On the bookshelf: March.

One of my goals this year was to read more books. I used to absolutely love reading and would read a number of books a week. But then life happens and I went to uni and I forgot how to read anything that wasn’t a uni book or an essay. But now I am an adult with an adult job and free time and all that jazz. So, one of the first things I did when I moved to this new place was to become a member of the local library.

My goal is essentially to read a book a week. I didn’t quite achieve that during March but 3/4 isn’t bad. So since we are almost at the end of March here is a summary of the books I read over the last month and what I thought about them.

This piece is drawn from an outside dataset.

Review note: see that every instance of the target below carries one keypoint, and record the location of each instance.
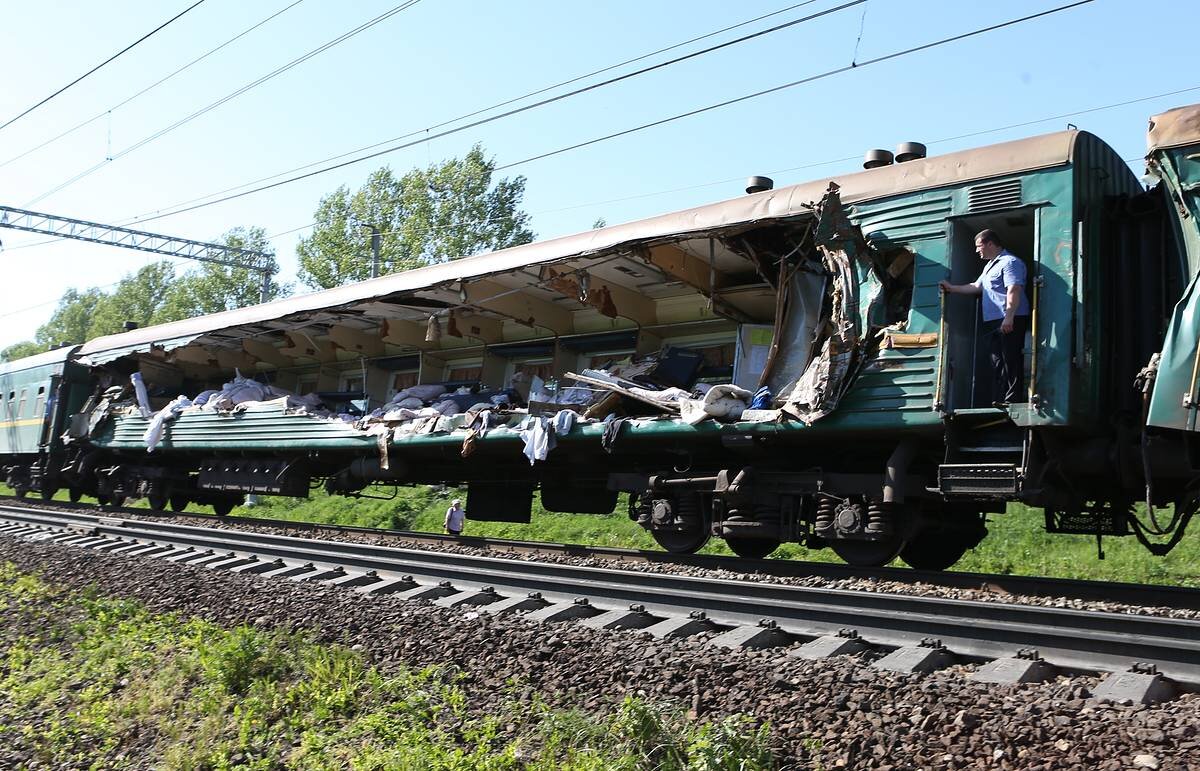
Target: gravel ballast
(829, 713)
(817, 581)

Happy Endings – Jon Rance.
I was looking forward to reading this book after I read the blurb on the back. It is about 4 people in their late 20’s – 2 couples – who are each battling with what they want from their life. Emma wants to be an actress. Her fiancee Jack wants to be a published writer, if not for himself, to save his relationship. Kate wants to travel before she turns 30 while her boyfriend, Ed just wants to settle down. The book is broken into ‘chapters’ each written from the perspectives of a different character.
As I said, I was excited to read this. I felt like the plot could go anywhere and it did – just not in the ways I was expecting (or really wanted). I was definitely a little disappointed by this one. It wasn’t so much the story line or the style of writing but the actions of the characters themselves. I got way too involved in their lives and was really disappointed in some of the character development. But then maybe that’s the sign of a good novel? I was so involved with the characters I actually got mad when they did stupid things.

Pick this up if you want an easy read and as the title suggests, a happy ending.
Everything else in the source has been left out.